All phases are optional — include only what your engine needs. If use_base_symbols and the declarative YAML fields (atlases, templates, relations, datalog_init, probabilistic_choice) cover your engine, you can omit python_init entirely — the destrieux engine is a complete example of this pattern.

To add a new engine, create a YAML entry.
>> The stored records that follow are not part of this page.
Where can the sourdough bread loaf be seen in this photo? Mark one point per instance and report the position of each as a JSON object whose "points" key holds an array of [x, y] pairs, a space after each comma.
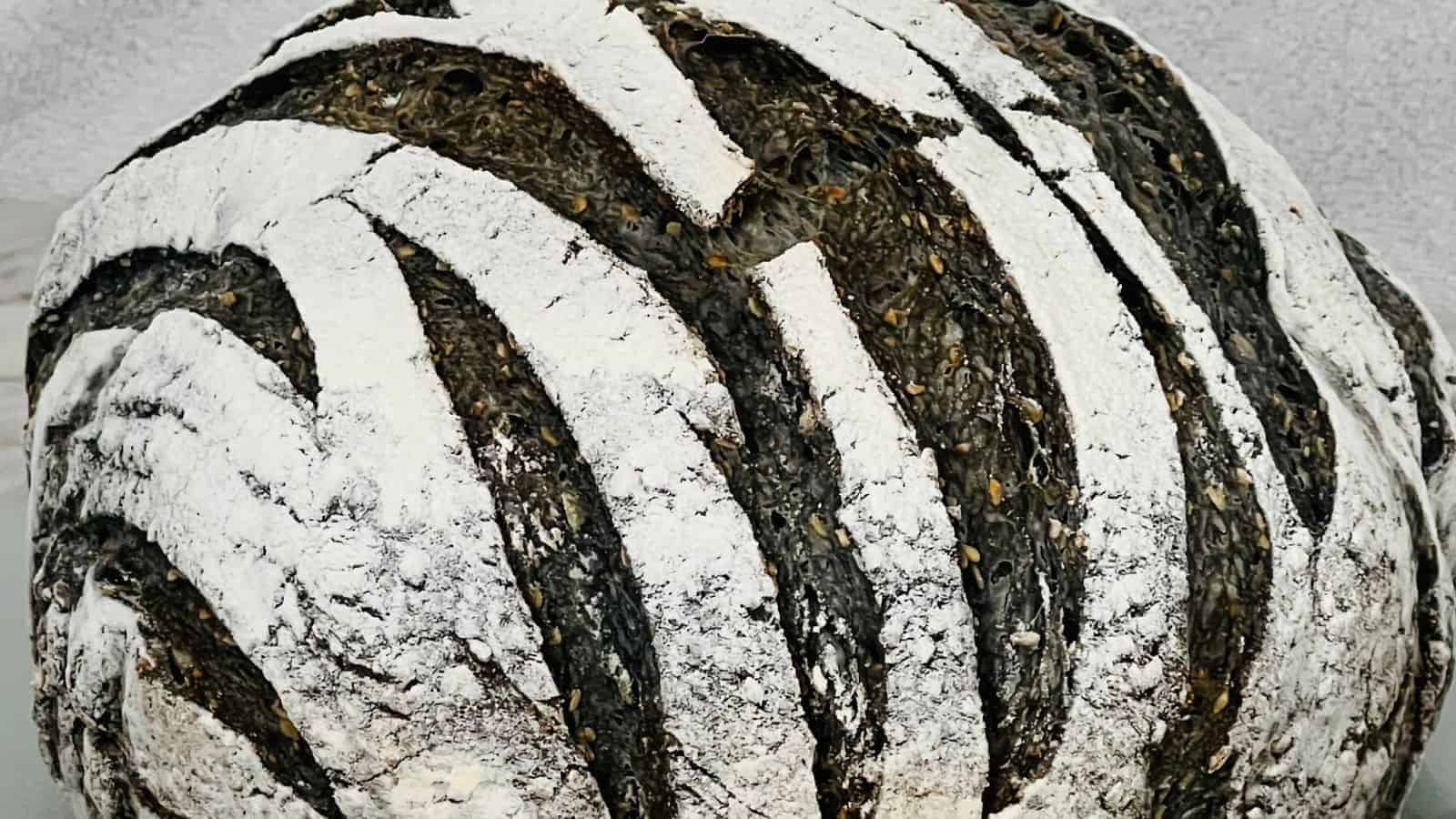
{"points": [[737, 409]]}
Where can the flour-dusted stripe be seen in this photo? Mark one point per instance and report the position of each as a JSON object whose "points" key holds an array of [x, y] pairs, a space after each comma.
{"points": [[944, 34], [1441, 477], [1128, 672], [935, 758], [233, 181], [191, 763], [67, 399], [196, 435], [848, 48], [638, 390], [606, 58], [1317, 642]]}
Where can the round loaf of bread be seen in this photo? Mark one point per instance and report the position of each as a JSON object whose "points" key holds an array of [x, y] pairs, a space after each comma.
{"points": [[730, 409]]}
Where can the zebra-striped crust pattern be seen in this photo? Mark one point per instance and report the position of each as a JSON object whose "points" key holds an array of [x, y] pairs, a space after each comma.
{"points": [[426, 595]]}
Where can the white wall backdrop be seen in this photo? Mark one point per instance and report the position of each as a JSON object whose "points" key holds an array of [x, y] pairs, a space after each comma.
{"points": [[1359, 94]]}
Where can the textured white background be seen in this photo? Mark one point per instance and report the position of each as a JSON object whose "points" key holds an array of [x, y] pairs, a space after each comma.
{"points": [[1359, 94]]}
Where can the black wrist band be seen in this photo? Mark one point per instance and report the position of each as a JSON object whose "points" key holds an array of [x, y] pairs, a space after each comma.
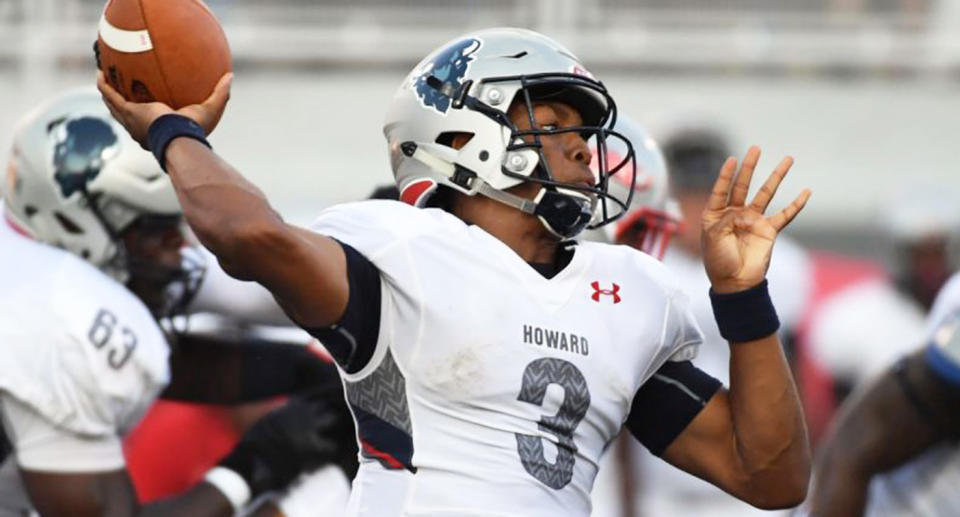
{"points": [[745, 315], [168, 127]]}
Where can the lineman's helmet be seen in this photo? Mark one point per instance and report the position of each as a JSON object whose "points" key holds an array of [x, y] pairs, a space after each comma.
{"points": [[653, 217], [76, 180]]}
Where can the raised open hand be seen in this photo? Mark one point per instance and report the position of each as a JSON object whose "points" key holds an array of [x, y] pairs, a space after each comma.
{"points": [[737, 240]]}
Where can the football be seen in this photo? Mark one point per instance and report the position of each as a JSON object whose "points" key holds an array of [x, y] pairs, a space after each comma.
{"points": [[169, 51]]}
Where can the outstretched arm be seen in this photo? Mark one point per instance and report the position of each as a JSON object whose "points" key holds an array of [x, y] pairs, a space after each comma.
{"points": [[751, 440], [304, 271]]}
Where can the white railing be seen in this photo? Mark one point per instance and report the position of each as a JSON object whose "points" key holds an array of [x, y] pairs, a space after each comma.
{"points": [[730, 35]]}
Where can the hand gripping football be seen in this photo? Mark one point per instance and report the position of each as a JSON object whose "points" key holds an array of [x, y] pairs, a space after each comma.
{"points": [[169, 51]]}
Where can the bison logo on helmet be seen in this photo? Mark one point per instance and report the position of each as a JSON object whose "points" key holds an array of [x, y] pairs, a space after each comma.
{"points": [[449, 66], [81, 146]]}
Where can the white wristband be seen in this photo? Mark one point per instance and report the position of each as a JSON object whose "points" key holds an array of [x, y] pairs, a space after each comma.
{"points": [[231, 484]]}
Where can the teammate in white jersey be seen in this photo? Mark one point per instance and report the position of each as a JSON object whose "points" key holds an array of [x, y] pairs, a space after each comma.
{"points": [[83, 353], [894, 449], [488, 358]]}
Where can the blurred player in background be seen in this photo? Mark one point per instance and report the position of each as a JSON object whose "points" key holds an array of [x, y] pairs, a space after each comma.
{"points": [[923, 225], [488, 358], [84, 354], [692, 153], [894, 448], [649, 226]]}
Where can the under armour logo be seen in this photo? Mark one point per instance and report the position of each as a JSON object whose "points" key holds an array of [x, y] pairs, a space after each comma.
{"points": [[608, 292]]}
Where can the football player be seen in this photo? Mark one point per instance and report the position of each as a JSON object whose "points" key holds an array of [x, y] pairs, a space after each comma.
{"points": [[893, 450], [488, 357], [84, 355]]}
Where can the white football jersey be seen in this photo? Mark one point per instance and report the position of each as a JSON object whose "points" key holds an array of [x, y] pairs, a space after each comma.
{"points": [[928, 486], [664, 489], [79, 348], [494, 390]]}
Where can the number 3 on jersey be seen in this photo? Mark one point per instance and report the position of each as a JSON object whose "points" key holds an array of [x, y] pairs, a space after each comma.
{"points": [[576, 400], [102, 330]]}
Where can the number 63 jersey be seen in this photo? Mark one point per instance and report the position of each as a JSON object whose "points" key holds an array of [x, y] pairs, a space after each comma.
{"points": [[487, 388], [78, 347]]}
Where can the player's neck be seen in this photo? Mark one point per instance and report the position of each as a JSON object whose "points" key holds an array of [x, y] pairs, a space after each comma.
{"points": [[523, 233]]}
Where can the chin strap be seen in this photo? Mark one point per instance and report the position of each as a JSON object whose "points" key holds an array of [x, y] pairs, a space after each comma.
{"points": [[563, 213]]}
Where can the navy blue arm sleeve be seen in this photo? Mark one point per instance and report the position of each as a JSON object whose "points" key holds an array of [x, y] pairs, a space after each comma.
{"points": [[668, 402], [352, 341]]}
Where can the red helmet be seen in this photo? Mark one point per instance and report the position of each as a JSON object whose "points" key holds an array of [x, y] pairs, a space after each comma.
{"points": [[653, 217]]}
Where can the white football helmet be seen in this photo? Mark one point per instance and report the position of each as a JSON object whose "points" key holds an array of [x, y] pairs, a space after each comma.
{"points": [[653, 217], [467, 86], [76, 180]]}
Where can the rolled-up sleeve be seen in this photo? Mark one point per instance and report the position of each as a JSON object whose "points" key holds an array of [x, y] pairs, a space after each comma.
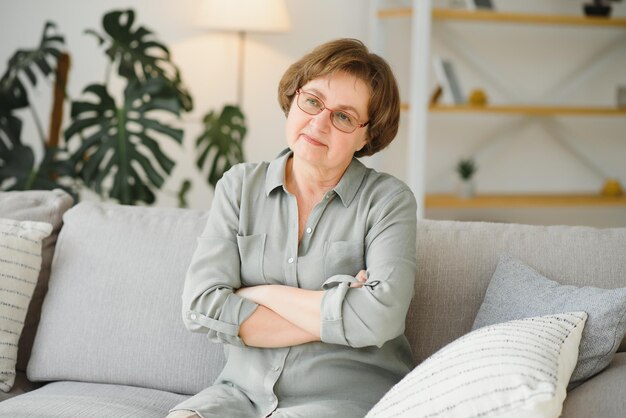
{"points": [[375, 313], [209, 302]]}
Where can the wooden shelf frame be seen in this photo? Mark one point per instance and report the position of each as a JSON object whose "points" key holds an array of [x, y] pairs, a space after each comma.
{"points": [[450, 201], [531, 110], [525, 110], [507, 17]]}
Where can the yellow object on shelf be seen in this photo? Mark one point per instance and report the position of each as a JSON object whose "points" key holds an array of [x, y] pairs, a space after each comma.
{"points": [[477, 97], [612, 187]]}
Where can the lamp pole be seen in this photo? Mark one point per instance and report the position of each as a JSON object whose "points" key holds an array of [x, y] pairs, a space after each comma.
{"points": [[240, 67]]}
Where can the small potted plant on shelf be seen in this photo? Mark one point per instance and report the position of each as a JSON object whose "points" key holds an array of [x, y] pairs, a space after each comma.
{"points": [[466, 169]]}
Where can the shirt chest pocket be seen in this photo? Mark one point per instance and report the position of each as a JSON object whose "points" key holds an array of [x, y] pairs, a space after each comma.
{"points": [[343, 257], [251, 250]]}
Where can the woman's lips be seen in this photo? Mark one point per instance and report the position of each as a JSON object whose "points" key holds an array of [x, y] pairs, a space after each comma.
{"points": [[312, 141]]}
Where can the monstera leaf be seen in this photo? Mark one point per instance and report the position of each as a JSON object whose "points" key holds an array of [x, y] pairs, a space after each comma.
{"points": [[121, 144], [18, 170], [223, 140], [16, 166], [138, 54], [12, 90]]}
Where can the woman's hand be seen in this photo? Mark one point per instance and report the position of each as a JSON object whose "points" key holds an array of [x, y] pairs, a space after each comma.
{"points": [[361, 277]]}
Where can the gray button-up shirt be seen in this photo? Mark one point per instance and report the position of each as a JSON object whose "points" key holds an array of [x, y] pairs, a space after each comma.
{"points": [[368, 221]]}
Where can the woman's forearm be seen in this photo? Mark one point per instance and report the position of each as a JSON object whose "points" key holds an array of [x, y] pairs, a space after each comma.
{"points": [[265, 328], [301, 307]]}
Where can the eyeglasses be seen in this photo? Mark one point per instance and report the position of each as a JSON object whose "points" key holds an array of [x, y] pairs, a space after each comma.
{"points": [[313, 105]]}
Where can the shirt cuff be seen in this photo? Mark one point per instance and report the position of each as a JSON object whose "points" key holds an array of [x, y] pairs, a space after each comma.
{"points": [[235, 310], [331, 327]]}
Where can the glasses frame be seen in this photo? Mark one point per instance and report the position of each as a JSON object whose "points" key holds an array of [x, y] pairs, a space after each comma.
{"points": [[330, 115]]}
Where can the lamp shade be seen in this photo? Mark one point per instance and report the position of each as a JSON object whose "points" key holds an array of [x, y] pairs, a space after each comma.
{"points": [[246, 15]]}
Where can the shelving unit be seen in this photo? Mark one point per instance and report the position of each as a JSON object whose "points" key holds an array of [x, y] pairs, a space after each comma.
{"points": [[422, 14], [521, 200], [503, 17], [531, 110]]}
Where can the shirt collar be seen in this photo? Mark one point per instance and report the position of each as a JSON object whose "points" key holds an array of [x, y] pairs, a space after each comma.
{"points": [[347, 187]]}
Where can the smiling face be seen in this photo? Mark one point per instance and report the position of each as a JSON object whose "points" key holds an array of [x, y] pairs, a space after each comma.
{"points": [[313, 138]]}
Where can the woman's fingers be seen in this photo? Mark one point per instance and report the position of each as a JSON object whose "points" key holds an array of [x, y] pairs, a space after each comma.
{"points": [[361, 277]]}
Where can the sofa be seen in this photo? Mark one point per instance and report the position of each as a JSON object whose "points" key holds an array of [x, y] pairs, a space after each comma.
{"points": [[104, 335]]}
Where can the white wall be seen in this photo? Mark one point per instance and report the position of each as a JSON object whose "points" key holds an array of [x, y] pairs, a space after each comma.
{"points": [[207, 62], [531, 58]]}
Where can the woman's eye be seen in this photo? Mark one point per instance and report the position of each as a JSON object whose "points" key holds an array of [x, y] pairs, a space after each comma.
{"points": [[343, 116], [312, 102]]}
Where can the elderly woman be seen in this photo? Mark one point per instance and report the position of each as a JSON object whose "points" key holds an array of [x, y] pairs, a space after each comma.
{"points": [[305, 269]]}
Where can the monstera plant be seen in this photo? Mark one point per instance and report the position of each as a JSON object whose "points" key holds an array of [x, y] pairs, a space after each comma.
{"points": [[18, 170], [113, 144], [119, 153], [222, 139]]}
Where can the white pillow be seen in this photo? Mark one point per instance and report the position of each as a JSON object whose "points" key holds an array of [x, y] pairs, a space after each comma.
{"points": [[20, 262], [515, 369]]}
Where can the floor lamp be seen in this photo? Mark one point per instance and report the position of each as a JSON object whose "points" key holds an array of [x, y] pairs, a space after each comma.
{"points": [[243, 16]]}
If you need a custom Python init script, add a corresponding init module under neurolang/utils/engines/. See neurolang.utils.engines.neurosynth.init for a complete Python init example, and the destrieux engine entry for a purely YAML-driven example.

Architecture#

NeuroLang is structured in three layers:

┌─────────────────────────────────────────────────────────┐
│                    User / Python                        │
│     NeurolangDL  /  NeurolangPDL  frontend              │
│           (neurolang/frontend/)                         │
└───────────────────────┬─────────────────────────────────┘
                        │  Datalog/probabilistic program
                        ▼
┌─────────────────────────────────────────────────────────┐
│          Intermediate Representation (IR)               │
│   Expressions, symbol table, type system                │
│   (neurolang/expressions.py, neurolang/logic/)          │
└───────────────────────┬─────────────────────────────────┘
                        │  Relational algebra plan
                        ▼
┌─────────────────────────────────────────────────────────┐
│                     Solver                              │
│   Chase algorithm, relational algebra, SDD/WMC          │
│   (neurolang/datalog/, neurolang/probabilistic/)        │
└─────────────────────────────────────────────────────────┘

The frontend layer translates Python expressions into an internal IR. The IR layer performs type inference and expression normalisation. The solver executes the query using a chase-based fixpoint algorithm (for deterministic queries) or a weighted model counter (for probabilistic queries).